Élevée dans la région de Toronto, Cassie (Cassandra) est une gamine farouche. Par miracle, elle se lie d’amitié avec une jeune voisine de son âge, Jen
(Jennifer-May). Durant leur adolescence, la turbulente Cassie reste amie avec la raisonnable Jen. À la mort brutale de son père, Cassie est très choquée. Introvertie, neurasthénique, elle se
refuse à un “retour au monde”. Malgré l’aide de Jen, elle sombre dans les abus alcoolisés. Son job de photographe laissant à Cassie beaucoup de liberté, elle continue à
dériver entre ivresse et rencontres sexuelles douteuses. Elle ne s’aime pas, se détruit.

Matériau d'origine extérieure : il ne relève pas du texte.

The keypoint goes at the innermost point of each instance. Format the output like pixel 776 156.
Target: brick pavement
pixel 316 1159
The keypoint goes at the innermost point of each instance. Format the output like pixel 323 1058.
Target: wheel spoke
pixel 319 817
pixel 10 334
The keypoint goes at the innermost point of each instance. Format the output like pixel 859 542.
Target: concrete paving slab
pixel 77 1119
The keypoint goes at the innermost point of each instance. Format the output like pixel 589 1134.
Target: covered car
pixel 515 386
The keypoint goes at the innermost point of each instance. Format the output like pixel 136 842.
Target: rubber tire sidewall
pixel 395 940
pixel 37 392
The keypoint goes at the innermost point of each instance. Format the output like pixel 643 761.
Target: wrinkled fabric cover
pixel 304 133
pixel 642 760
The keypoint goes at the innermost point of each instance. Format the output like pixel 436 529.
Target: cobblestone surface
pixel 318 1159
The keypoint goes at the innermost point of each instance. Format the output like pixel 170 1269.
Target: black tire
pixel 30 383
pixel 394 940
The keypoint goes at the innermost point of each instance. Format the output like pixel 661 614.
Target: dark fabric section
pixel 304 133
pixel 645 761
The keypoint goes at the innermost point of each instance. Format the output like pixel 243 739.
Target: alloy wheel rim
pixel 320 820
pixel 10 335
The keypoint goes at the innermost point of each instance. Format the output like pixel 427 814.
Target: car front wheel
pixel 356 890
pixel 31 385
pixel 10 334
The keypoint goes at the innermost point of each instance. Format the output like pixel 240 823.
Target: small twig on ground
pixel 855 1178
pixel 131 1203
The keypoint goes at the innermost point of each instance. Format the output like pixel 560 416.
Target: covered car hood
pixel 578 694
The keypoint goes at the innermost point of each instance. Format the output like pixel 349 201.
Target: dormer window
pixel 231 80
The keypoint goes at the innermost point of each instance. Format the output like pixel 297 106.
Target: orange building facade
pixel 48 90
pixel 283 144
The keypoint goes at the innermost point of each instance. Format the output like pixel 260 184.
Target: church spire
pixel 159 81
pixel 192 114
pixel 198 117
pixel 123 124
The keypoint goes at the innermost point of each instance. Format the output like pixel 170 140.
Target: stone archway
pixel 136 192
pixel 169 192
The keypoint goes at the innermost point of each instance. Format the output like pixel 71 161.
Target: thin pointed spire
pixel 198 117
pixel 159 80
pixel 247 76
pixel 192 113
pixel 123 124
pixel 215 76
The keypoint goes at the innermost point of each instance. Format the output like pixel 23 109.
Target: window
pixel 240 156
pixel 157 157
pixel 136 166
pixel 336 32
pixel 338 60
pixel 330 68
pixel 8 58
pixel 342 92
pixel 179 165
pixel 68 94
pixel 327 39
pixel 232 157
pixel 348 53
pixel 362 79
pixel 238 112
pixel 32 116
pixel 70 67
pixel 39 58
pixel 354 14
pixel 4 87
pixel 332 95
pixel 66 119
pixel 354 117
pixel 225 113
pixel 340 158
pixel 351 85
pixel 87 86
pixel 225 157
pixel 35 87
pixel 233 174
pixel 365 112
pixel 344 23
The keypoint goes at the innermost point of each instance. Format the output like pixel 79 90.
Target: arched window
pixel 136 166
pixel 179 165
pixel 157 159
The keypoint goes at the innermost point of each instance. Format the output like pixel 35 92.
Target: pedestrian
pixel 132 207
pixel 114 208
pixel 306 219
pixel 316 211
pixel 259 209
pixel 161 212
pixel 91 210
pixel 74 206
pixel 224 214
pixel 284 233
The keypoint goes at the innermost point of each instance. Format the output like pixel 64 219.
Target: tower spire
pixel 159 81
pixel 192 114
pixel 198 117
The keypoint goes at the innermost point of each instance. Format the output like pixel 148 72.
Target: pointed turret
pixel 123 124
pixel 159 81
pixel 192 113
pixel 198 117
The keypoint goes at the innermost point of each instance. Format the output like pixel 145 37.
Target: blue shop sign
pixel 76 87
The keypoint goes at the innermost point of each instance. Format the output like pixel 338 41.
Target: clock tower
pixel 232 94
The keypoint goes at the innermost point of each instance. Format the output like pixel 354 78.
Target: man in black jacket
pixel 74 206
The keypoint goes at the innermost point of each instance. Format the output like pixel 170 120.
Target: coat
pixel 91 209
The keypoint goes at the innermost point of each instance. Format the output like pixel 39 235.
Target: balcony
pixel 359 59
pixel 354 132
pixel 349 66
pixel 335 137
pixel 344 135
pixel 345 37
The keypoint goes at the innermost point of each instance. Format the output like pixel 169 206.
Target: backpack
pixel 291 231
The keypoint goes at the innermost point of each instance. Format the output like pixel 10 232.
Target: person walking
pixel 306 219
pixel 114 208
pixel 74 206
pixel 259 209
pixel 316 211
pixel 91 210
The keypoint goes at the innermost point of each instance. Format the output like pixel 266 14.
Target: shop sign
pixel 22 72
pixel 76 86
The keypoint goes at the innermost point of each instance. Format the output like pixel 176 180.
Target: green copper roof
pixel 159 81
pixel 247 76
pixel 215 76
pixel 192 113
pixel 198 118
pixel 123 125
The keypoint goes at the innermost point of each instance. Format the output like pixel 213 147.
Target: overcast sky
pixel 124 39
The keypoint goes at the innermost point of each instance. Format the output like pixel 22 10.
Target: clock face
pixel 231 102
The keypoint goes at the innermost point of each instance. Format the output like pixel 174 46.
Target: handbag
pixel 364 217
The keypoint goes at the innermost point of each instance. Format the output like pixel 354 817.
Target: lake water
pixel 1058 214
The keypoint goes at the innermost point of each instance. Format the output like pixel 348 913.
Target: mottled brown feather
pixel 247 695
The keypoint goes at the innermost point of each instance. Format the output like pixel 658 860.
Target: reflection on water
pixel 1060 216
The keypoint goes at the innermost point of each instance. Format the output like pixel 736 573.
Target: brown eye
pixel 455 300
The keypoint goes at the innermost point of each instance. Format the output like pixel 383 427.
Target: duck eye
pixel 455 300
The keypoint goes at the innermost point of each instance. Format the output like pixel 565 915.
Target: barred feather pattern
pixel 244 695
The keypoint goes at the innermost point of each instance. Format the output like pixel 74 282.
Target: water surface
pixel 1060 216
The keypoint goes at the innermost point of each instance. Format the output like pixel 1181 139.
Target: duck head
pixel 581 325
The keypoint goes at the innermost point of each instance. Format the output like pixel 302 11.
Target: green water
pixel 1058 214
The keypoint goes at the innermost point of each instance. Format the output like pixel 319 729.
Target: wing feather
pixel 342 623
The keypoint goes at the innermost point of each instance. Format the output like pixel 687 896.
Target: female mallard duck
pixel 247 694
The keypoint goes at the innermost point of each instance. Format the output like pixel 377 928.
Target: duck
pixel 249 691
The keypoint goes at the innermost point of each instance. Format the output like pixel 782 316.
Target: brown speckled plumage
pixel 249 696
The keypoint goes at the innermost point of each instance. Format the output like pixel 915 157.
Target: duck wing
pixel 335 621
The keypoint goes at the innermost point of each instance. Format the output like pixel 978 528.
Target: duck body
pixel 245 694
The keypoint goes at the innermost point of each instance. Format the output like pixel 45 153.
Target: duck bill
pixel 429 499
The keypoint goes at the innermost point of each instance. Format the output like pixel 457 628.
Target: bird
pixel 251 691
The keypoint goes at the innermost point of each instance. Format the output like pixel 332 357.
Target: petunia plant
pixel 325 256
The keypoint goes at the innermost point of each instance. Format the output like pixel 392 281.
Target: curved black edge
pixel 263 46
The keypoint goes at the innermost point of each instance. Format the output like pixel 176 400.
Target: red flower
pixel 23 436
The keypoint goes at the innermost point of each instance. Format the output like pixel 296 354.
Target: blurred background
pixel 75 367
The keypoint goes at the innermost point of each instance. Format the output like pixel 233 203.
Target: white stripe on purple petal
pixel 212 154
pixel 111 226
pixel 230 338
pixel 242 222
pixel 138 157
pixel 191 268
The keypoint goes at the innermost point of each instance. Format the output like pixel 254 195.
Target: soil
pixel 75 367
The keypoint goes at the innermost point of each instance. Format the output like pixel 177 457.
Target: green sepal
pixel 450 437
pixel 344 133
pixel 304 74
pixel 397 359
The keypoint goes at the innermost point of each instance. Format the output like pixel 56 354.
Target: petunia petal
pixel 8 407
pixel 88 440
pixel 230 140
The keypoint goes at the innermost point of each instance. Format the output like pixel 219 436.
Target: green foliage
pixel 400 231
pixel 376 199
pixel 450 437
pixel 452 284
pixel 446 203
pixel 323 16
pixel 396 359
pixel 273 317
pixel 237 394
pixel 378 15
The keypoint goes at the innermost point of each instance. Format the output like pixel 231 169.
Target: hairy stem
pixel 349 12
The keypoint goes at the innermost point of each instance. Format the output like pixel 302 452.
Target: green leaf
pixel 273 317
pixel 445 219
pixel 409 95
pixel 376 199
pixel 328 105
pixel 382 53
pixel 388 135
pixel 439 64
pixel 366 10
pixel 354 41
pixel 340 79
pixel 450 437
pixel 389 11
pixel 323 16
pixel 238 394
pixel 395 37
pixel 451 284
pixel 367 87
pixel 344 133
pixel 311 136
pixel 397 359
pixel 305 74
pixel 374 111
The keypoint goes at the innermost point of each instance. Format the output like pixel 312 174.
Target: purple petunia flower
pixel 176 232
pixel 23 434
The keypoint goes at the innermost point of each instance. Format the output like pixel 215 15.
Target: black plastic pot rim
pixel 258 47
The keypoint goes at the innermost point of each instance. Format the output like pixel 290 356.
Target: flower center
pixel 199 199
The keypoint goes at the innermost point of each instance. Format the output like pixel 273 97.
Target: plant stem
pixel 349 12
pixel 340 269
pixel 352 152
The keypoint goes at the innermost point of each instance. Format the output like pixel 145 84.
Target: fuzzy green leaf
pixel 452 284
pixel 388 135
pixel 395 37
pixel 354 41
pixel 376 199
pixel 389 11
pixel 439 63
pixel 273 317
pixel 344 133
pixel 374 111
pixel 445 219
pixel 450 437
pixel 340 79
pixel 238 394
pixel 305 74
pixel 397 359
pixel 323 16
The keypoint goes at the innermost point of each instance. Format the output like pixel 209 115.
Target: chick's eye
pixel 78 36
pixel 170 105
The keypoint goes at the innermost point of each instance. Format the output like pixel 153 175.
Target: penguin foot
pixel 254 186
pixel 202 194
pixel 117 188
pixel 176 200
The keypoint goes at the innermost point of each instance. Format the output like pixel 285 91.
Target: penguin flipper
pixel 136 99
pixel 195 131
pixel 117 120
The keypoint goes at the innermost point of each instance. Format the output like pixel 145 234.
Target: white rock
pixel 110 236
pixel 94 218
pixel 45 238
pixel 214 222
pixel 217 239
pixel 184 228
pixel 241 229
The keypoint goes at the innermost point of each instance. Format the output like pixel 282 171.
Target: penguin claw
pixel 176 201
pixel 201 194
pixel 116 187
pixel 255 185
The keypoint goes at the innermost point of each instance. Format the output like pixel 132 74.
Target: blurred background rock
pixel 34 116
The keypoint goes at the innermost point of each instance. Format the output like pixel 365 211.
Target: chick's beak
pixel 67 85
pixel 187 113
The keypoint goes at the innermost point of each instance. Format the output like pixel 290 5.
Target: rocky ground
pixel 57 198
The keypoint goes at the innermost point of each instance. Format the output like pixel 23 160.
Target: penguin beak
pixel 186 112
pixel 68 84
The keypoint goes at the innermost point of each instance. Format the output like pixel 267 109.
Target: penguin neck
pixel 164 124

Skirving fut un enfant solitaire. Observant les gens, il méprisa bientôt haineusement tout le monde. Ado, il rêvait d’un amour total, idéalisé. Shauna, la femme de sa vie, la compagne parfaite, a été victime d’un horrible meurtre. Commence pour lui une quête impossible. Trouver l’équivalent de Shauna est le prétexte à une série de crimes cruels, inspirés des supplices de l’Inquisition. Emily, Rachel, Nell, toutes sont si “décevantes”.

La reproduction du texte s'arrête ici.